Guillaume HEITZ

Matricule 45657
decede
Photographie de Guillaume HEITZ
Photographie à vérifier
Convoi 45000

Guillaume Heitz naît le 14 juillet 1910 à Mulhouse (Haut-Rhin – 68).

Au moment de son arrestation, il est domicilié à Lunéville (Meurthe-et-Moselle – 54) ; son adresse reste à préciser.

Sa profession reste à préciser.

La date et le motif de son arrestation sont à préciser… À une date restant à préciser, il est transféré au camp allemand de Royallieu à Compiègne (Oise), administré et gardé par la Wehrmacht ( Frontstalag 122 – Polizeihaftlager ).

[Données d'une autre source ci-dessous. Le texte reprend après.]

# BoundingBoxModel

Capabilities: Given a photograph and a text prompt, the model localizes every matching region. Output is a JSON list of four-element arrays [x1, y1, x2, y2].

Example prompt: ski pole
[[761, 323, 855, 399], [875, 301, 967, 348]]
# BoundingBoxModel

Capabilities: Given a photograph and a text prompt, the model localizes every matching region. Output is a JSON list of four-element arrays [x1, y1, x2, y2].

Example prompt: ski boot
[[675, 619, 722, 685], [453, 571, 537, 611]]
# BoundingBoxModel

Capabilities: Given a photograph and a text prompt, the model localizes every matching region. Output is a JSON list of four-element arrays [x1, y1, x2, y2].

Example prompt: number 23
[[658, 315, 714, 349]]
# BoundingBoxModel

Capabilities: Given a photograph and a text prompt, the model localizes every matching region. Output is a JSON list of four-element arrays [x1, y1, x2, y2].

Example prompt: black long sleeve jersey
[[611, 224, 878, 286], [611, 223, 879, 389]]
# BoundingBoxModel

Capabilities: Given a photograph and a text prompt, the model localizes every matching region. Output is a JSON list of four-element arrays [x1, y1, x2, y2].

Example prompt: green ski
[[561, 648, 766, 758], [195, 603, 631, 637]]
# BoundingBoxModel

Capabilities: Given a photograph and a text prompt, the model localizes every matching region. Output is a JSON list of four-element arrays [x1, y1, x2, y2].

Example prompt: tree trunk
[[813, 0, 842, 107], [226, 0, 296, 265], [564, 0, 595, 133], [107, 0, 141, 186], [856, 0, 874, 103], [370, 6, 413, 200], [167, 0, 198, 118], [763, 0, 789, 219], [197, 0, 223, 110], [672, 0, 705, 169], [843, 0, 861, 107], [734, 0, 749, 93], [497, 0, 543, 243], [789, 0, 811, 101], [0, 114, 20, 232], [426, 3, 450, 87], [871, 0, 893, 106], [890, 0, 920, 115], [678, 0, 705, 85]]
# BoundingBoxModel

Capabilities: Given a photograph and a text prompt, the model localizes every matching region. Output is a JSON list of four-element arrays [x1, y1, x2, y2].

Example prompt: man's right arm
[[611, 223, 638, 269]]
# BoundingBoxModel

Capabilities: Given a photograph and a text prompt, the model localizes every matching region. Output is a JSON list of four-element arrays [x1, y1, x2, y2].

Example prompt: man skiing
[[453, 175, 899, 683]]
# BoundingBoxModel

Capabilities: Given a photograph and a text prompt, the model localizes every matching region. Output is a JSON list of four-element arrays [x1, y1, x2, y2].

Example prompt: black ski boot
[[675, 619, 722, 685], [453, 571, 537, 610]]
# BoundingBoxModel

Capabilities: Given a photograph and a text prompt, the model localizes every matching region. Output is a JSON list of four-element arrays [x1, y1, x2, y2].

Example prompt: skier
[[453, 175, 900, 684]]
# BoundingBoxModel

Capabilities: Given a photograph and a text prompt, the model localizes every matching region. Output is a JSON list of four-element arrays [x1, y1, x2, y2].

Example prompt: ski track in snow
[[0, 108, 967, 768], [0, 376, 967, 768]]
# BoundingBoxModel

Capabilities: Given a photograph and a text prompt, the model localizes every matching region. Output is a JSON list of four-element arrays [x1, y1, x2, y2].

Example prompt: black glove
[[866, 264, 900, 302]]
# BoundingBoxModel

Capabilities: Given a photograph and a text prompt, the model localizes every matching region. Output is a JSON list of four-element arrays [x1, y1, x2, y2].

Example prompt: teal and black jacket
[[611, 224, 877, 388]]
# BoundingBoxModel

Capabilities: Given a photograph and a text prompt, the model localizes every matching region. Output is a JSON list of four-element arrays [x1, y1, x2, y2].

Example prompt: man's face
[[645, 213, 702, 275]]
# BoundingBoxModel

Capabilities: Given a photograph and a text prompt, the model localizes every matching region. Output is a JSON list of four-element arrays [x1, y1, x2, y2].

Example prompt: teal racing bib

Guillaume Heitz pourrait être le « rouquin » dont les militants communistes internés à Royallieu craignent la délation.

Entre fin avril et fin juin 1942, il est sélectionné avec plus d’un millier d’otages désignés comme communistes et une cinquantaine d’otages désignés comme juifs dont la déportation a été décidée en représailles des actions armées de la résistance communiste contre l’armée allemande (en application d’un ordre de Hitler).

Le 6 juillet 1942 à l’aube, les détenus sont conduits à pied sous escorte allemande à la gare de Compiègne, sur la commune de Margny, et entassés dans des wagons de marchandises. Le train part une fois les portes verrouillées, à 9 h 30.

Le voyage dure deux jours et demi. N’étant pas ravitaillés en eau, les déportés souffrent principalement de la soif.

Le 8 juillet 1942, Guillaume Heitz est enregistré au camp souche d’Auschwitz (Auschwitz-I) ; peut-être sous le numéro 45657 selon les listes reconstituées (la photo du détenu portant ce matricule a été retrouvée, mais n’a pu être identifiée à ce jour).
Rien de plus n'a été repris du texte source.